Each one has its own advantages and disadvantages. It is really touch to make a choice between the two. Synergistic effects, additive effects and antagonstic effects of various chemicals from medicinal plants should be studied for their desired pharmacological activity, side effects and toxic effects.
Each has its own advantage. The synergistic and antagonistic effects needs to be studied. The one that offers better curative potentials need be adopted.
Every part of plant is having phytochemicals, and biological action is due to phytochemicals. The use of Part of plant having many chemicals and overall action is synergetic / conjugate acting on many targates but comparatively weak. Using a selective phytochemical, the action may be strong and on limited target specific. In acute condition an isolated phytochemical is desirous and in chronic condition plant specific part or whole plant preparation is desirable.

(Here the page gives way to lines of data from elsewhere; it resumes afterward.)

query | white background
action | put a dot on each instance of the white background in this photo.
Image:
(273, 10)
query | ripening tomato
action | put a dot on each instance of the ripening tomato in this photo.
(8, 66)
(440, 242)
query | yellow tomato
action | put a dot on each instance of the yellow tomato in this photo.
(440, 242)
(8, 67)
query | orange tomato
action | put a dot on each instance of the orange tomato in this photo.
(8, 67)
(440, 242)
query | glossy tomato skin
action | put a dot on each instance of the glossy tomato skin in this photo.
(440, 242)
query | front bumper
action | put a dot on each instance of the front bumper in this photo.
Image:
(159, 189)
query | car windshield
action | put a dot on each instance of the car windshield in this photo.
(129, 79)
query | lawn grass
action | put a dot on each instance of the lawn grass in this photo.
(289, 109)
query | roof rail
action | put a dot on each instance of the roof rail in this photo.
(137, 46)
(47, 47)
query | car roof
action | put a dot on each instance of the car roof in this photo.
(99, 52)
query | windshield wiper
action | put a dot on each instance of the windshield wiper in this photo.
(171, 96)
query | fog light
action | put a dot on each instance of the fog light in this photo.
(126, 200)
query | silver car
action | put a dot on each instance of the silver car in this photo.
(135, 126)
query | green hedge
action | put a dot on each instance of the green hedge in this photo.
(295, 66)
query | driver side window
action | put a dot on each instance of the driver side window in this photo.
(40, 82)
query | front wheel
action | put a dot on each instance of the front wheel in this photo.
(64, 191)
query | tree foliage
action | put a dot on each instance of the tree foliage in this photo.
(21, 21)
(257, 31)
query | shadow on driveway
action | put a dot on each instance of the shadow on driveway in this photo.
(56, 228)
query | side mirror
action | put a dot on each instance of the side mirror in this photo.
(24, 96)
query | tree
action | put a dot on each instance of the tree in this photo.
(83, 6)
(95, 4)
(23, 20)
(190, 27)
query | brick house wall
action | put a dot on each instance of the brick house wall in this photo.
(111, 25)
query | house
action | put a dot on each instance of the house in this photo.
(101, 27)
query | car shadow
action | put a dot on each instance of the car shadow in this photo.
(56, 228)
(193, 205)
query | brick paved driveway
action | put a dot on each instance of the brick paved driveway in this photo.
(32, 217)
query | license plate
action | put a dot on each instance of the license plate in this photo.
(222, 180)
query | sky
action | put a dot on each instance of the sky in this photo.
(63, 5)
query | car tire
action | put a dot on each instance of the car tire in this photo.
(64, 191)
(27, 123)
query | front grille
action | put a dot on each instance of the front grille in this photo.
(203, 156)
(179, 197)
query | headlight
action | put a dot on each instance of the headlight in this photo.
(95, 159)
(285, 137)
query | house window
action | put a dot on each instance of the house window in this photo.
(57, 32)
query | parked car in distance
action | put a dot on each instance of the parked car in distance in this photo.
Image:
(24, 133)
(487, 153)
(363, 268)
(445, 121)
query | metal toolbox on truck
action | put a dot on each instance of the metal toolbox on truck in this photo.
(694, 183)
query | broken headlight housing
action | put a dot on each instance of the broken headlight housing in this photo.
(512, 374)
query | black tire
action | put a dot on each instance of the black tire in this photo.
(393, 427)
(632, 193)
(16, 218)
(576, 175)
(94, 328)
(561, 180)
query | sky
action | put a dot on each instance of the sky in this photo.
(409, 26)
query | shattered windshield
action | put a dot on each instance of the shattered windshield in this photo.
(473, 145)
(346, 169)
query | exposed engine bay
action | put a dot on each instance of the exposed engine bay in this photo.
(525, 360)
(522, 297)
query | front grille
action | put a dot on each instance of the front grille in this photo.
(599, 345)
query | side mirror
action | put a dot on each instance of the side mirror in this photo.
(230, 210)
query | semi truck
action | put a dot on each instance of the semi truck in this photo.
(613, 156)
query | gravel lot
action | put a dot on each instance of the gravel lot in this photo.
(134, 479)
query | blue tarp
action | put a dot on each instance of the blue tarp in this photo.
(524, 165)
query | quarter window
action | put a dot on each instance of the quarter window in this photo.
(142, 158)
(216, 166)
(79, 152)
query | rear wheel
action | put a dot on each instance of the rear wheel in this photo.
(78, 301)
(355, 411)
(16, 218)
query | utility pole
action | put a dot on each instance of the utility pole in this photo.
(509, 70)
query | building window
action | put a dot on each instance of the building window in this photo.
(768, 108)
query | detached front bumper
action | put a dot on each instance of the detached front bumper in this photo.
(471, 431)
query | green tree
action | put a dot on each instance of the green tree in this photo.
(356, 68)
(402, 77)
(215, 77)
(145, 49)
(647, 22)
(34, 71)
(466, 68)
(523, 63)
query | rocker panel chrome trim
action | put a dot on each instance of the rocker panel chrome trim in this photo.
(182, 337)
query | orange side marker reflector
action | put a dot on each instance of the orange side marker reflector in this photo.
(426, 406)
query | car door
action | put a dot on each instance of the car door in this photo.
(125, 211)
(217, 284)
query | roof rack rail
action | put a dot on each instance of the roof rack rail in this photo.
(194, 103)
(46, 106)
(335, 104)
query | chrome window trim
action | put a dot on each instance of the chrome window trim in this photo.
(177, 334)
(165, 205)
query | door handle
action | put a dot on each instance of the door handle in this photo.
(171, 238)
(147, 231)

All views have their own values i appreciate all views, i want to get a suggestion that phytochemicals are specific and the use of parts of plants has broad action. If we use the whole plant or the parts of plant on demand by potentization method in potencies what will be the effect?
Phytochemicals is better to use because particular phytochemicals cure the disease not the plant part (it contains so many phytochemicals having different activities). In some cases when it is impossible to isolate the particular phytochemicals the plant part is better to use.
Raw plant material is with lot of fibers, more quantity is required for therapeutic effects but extract is devoid of fibers so less quantity is required in comparison to raw material. The percentage of Phyto chemicals in raw and the same plant extracts are not much differ. In some cases raw is advantages but in most cases extract is having more advantages.
If you want to run with contemporary system of research, you study the solvent extracted parts of the medicinal plants following already standardized analytical procedures. If you want to validate actual efficacy of the reported medicinal effects of a plant part/s, or combination of plant parts, you may target some study of the actual usable form of those plant parts ( succulent or dry root/stem/leave/latex/juice or their combinations as per ethnomedicinal reports). It depends on you only.